飲み物持ってくるねー、と叶が部屋から出た。
深く息を
今日一日の疲れ、主に叶が原因によるものは、かなり体を苦しめているらしい。精神的にもかなり疲労感がたまっている。
この精神的な疲労を誘因している何よりのものは、自分の決意はいつ固まるのかという自己責任のものだった。ここまで好きだというのに、そして多分、叶も自分に告白されたら少しは考えてくれるだろうと分かっているのに。
「自信がないから、言えないんだけどな……」
はあ、ともう一度ため息を
叶が自分のことを好きになってほしい。
断られたくない。
……このままの関係で居たい。
でも、もっと仲を進展させたい。
でも、もっと近くに居たい。
でも、もっといろいろな叶を見たい。
もっと、もっと、もっと……。
同じような思考が繰り返され、面倒になって床に体を投げ出した。カーペットの敷かれていないフローリングが若干冷たく颯に触れる。

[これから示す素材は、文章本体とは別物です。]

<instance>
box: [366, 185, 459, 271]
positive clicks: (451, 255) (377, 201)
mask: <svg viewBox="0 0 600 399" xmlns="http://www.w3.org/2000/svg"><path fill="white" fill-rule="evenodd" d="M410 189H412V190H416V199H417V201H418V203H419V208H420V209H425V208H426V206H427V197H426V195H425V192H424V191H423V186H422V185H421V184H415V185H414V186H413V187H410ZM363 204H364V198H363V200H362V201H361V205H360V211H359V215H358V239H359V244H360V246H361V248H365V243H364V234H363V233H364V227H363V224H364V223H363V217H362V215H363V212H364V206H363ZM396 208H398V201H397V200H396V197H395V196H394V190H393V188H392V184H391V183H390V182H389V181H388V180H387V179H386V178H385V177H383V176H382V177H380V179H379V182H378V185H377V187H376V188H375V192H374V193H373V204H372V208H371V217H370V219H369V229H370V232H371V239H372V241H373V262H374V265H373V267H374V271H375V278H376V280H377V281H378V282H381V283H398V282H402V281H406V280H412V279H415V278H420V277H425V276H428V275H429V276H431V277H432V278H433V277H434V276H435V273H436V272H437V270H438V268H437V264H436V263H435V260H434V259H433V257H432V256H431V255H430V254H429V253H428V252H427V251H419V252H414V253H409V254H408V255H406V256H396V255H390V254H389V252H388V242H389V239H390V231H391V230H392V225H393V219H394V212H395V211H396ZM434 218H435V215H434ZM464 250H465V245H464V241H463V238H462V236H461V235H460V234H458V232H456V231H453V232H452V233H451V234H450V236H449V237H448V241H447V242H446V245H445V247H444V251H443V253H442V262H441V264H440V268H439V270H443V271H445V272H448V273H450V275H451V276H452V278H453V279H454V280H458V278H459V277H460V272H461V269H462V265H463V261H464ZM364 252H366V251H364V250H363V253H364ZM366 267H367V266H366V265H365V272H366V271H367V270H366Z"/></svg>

ガチャリ、と扉が開いた。その先にいたのはもちろん叶で。
「戻ってきたよー、……って、どうしたー?」
彼女は、こてんと首をかしげる。そういったしぐさの一つ一つが、今は颯の心を穿つ痛みだった。
「落ち込んでるだけ」
こんなことを言うのも、叶に慰めてもらうことを期待しているからだろうか。自分の押し付けがましさ、というか嫌われるべき部分が明らかになって嫌になる。
更なる負の感情が心を内側から叩いて、連鎖的に気分が沈んでいった。
そんな颯の様子を見て、叶は一瞬表情を曇らせた後しゃがみこんだ。寝転がっている颯の頭を、その細い指で優しく撫でる。
「……落ち込んでるときのゆーまは、本当に抜け出せなくなっちゃうから。とりあえず何も考えないのがいいと思うな」
幼い子供に言い聞かせるような優しい声で颯に語り掛けながら、叶は笑った。
しゃがみこんだままの姿勢で、ゆっくり頭を撫でながら。
「ちっちゃい頃もさ、よく一人でため込んでたじゃん」
「………そうか?」
「うん」
撫でている手は、だんだんとゆっくりになっていく。撫でるというよりは髪の毛をいじっているような形で、叶は楽しそうに笑い声をあげた。ただその声も、普段の元気な笑い声というよりは、落ち着いて優しい声音で。
なんとなく、心の中で蹲っていた何かが解けていくような気がした。
「そういうときは、そういうときだけは、私がゆーまの役に立てるから。ちゃんと頼ってほしいの」
「………ありがとう」
結局は、悩みも叶に起因するのだが。
「……頑張ってみるかな」
「ん。がんばれ」
「おう」
まだきちんとした決意は付きそうにもないけど。
前進することだけは、心に決めた。